Nonetheless, the conservative response to Lott’s comments was instinctive and scathing. The Wall Street Journal editorial page understood the importance of the story quicker than the rest of the national media. Among Republican politicos, the response was just as telling. They were bewildered.

Most Republicans see themselves walking in the footsteps of Ronald Reagan, Barry Goldwater, Theodore Roosevelt or Thomas Jefferson. Whom does Lott follow? “Sometimes I feel closer to Jefferson Davis than any other man in America,” he once said. He seems to believe that the era of intrusive liberal government and cultural decay began because the wrong side won the Civil War or “the war of aggression,” as Lott calls it. He seems to regard Abraham Lincoln as the precursor to George McGovern.

These are not normal Republican ideas.
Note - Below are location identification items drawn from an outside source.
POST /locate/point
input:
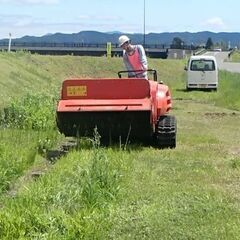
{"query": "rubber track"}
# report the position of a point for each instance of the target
(166, 129)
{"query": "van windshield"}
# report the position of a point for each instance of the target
(202, 65)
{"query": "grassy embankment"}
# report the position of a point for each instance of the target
(191, 192)
(235, 56)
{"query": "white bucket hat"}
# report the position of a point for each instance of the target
(122, 39)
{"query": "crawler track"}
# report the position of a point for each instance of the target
(166, 129)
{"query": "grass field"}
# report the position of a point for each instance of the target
(95, 192)
(236, 56)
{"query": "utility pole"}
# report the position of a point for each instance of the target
(144, 25)
(9, 42)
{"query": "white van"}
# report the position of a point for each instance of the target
(202, 72)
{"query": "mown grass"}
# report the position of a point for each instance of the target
(235, 57)
(191, 192)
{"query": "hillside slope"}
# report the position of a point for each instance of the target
(94, 192)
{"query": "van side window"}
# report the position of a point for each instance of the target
(202, 65)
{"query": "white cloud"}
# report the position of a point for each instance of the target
(215, 23)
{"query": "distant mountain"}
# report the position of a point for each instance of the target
(166, 38)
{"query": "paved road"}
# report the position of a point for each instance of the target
(222, 64)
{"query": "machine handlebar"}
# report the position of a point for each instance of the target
(153, 71)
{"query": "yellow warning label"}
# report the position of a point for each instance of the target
(80, 91)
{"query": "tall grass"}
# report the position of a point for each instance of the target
(191, 192)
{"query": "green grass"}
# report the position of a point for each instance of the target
(235, 56)
(191, 192)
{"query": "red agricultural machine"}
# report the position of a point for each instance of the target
(120, 108)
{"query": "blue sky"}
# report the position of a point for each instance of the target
(40, 17)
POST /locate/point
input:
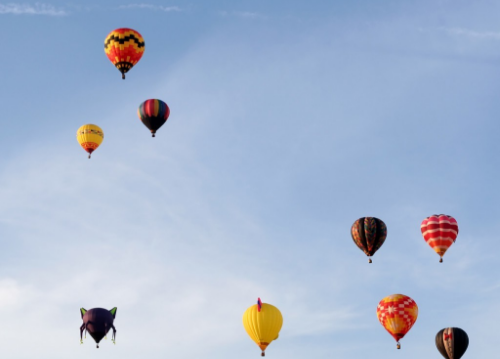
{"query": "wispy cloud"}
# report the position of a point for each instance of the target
(244, 14)
(151, 7)
(472, 33)
(36, 9)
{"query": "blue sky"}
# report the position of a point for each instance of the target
(289, 121)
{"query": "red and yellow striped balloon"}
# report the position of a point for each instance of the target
(124, 48)
(440, 232)
(397, 313)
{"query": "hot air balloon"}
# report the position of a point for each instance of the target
(263, 323)
(452, 342)
(369, 234)
(397, 313)
(153, 114)
(440, 232)
(97, 322)
(124, 48)
(89, 137)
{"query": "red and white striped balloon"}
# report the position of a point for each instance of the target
(440, 231)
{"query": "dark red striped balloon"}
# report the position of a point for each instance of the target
(452, 342)
(153, 114)
(369, 233)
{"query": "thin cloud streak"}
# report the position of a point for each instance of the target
(244, 14)
(37, 9)
(151, 7)
(472, 33)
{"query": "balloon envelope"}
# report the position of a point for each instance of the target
(153, 114)
(97, 322)
(397, 313)
(369, 233)
(124, 48)
(440, 232)
(452, 342)
(263, 323)
(89, 137)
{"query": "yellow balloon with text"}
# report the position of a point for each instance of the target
(89, 137)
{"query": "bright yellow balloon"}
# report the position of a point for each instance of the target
(263, 326)
(89, 137)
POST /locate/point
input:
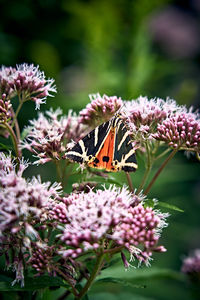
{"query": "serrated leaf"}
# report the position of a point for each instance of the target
(31, 283)
(5, 147)
(119, 281)
(170, 206)
(140, 273)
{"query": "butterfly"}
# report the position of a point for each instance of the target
(107, 147)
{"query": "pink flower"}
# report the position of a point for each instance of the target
(6, 82)
(47, 137)
(180, 131)
(21, 199)
(143, 114)
(26, 81)
(112, 215)
(100, 110)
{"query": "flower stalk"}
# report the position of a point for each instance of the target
(98, 266)
(160, 170)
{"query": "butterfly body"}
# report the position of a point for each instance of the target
(107, 147)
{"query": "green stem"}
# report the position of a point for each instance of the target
(114, 250)
(95, 272)
(58, 169)
(73, 290)
(147, 171)
(17, 129)
(17, 112)
(160, 170)
(162, 154)
(130, 184)
(14, 139)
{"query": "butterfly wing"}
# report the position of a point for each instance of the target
(124, 153)
(86, 149)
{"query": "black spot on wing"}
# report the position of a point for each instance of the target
(89, 141)
(103, 130)
(106, 158)
(125, 147)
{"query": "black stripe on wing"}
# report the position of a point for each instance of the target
(90, 143)
(124, 149)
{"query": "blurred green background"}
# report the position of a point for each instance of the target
(124, 48)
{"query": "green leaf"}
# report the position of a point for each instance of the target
(140, 274)
(149, 203)
(31, 283)
(119, 281)
(170, 206)
(5, 147)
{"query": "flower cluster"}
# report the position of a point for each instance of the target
(110, 215)
(6, 84)
(26, 81)
(21, 201)
(45, 258)
(100, 110)
(22, 204)
(48, 137)
(180, 131)
(5, 112)
(143, 114)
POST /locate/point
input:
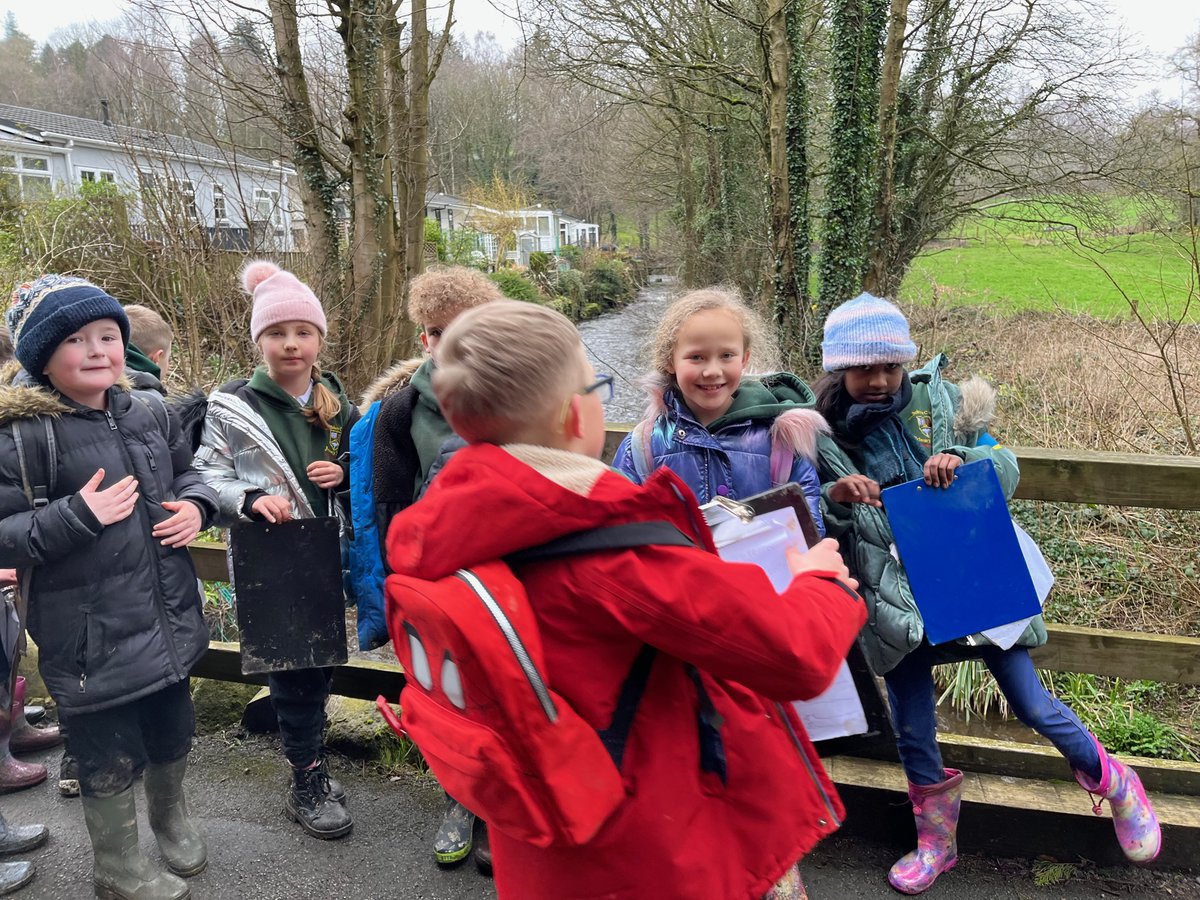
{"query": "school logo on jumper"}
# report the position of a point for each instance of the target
(335, 441)
(924, 425)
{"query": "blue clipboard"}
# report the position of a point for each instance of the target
(960, 552)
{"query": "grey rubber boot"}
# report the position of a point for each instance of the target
(13, 876)
(21, 839)
(454, 840)
(120, 871)
(183, 846)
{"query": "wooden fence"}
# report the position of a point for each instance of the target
(1067, 475)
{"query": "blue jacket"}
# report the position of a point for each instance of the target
(732, 456)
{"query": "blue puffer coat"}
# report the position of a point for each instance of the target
(731, 457)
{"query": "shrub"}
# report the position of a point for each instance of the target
(515, 286)
(607, 283)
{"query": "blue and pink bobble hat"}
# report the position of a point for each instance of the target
(46, 312)
(865, 331)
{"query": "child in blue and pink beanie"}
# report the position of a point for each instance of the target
(892, 425)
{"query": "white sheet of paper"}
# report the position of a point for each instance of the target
(1005, 636)
(762, 541)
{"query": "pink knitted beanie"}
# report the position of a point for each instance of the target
(279, 297)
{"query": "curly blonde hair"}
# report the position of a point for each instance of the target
(505, 366)
(442, 294)
(755, 335)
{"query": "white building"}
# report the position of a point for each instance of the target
(237, 201)
(538, 228)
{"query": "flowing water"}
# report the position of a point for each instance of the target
(618, 343)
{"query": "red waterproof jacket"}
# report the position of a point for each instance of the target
(684, 833)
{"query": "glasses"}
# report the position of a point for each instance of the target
(601, 385)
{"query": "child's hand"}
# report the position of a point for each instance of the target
(112, 504)
(940, 469)
(856, 489)
(822, 558)
(181, 528)
(325, 474)
(271, 508)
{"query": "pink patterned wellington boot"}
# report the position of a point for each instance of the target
(936, 810)
(1133, 817)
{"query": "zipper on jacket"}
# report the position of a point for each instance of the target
(168, 636)
(808, 765)
(514, 640)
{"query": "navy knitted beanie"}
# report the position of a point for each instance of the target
(43, 313)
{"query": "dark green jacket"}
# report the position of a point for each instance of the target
(942, 417)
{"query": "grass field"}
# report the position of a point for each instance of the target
(1101, 259)
(1156, 271)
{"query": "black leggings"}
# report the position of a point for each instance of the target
(299, 700)
(112, 745)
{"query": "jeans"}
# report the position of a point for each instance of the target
(915, 714)
(112, 745)
(299, 701)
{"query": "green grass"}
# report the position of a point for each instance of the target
(1054, 273)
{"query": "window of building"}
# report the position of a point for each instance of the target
(28, 177)
(93, 177)
(267, 207)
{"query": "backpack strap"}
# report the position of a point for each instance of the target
(621, 537)
(39, 479)
(39, 472)
(617, 733)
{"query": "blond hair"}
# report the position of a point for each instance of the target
(505, 366)
(325, 406)
(666, 336)
(442, 294)
(148, 330)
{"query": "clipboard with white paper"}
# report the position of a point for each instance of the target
(762, 539)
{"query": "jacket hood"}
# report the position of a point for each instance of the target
(25, 399)
(391, 381)
(977, 407)
(505, 505)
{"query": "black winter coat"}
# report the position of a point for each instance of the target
(115, 615)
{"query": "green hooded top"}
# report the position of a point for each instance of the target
(300, 441)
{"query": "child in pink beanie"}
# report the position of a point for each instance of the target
(274, 449)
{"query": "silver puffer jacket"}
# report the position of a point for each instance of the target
(239, 455)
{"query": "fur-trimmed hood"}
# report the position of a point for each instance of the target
(22, 397)
(391, 381)
(977, 408)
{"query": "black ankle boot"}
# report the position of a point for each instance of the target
(310, 805)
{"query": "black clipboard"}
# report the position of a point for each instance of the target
(287, 580)
(879, 739)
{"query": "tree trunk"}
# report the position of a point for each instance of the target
(857, 42)
(317, 186)
(780, 293)
(881, 279)
(798, 334)
(373, 238)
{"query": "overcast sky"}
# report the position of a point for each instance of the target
(1159, 24)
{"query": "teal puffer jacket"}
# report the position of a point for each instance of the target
(942, 417)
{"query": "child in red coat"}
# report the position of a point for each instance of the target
(725, 792)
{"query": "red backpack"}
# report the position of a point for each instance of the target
(477, 705)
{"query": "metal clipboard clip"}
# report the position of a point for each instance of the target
(736, 508)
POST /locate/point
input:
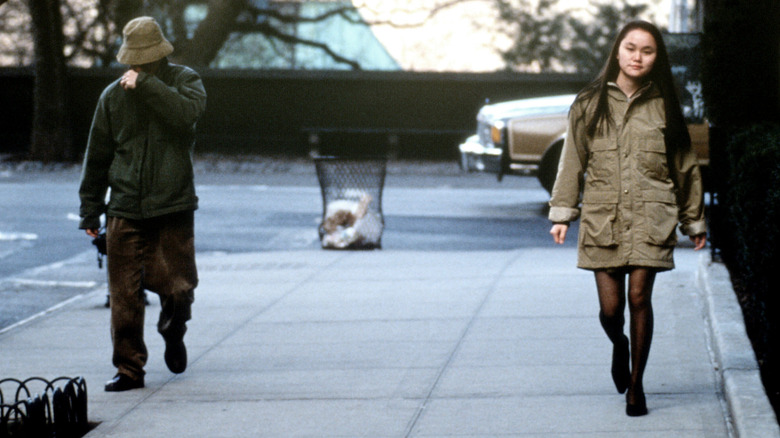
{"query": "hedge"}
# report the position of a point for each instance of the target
(752, 203)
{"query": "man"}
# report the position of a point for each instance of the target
(140, 146)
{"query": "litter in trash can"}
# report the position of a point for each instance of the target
(352, 202)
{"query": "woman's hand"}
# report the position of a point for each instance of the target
(558, 231)
(699, 241)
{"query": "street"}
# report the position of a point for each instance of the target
(45, 260)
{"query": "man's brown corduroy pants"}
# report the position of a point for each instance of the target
(158, 255)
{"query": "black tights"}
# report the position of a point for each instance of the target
(611, 287)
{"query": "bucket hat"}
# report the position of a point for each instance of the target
(143, 42)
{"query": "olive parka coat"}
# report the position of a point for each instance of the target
(140, 145)
(634, 194)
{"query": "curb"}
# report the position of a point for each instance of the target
(736, 366)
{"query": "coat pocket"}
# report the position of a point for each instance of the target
(661, 223)
(602, 161)
(652, 159)
(598, 224)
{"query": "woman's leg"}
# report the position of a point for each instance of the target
(612, 301)
(640, 291)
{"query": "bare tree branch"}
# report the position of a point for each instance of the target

These are ideas of a person so out of touch with 21st-century America that he doesn’t deserve to be holding a leadership job for a major political party.

The problem for Lott is that he is living in 1862 or, at the latest, 1948. The problem for the Democrats is that many of them are still living around 1963. They seized upon Lott’s comments as a chance to replay the whole Bull Connor/“Mississippi Burning” story line. And if you can count on Republicans to be clumsy on racial matters, you can count on Democrats to go over the top. By Friday, some Democrats and liberal commentators were calling the entire Republican Party racist, and implying that the entire South is racist. (Then they wonder why they have trouble winning national elections and holding onto Senate and gubernatorial seats in states like Georgia.)

The fact is, this is 2002. There are still racial matters to discuss and argue about. But they have little to do with whatever Strom Thurmond was screeching about in 1948. Today’s dilemmas are more complex. Trent Lott, whose serial apologies last week were little more than a series of stale and witless cliches, doesn’t seem to have thought seriously about any of this.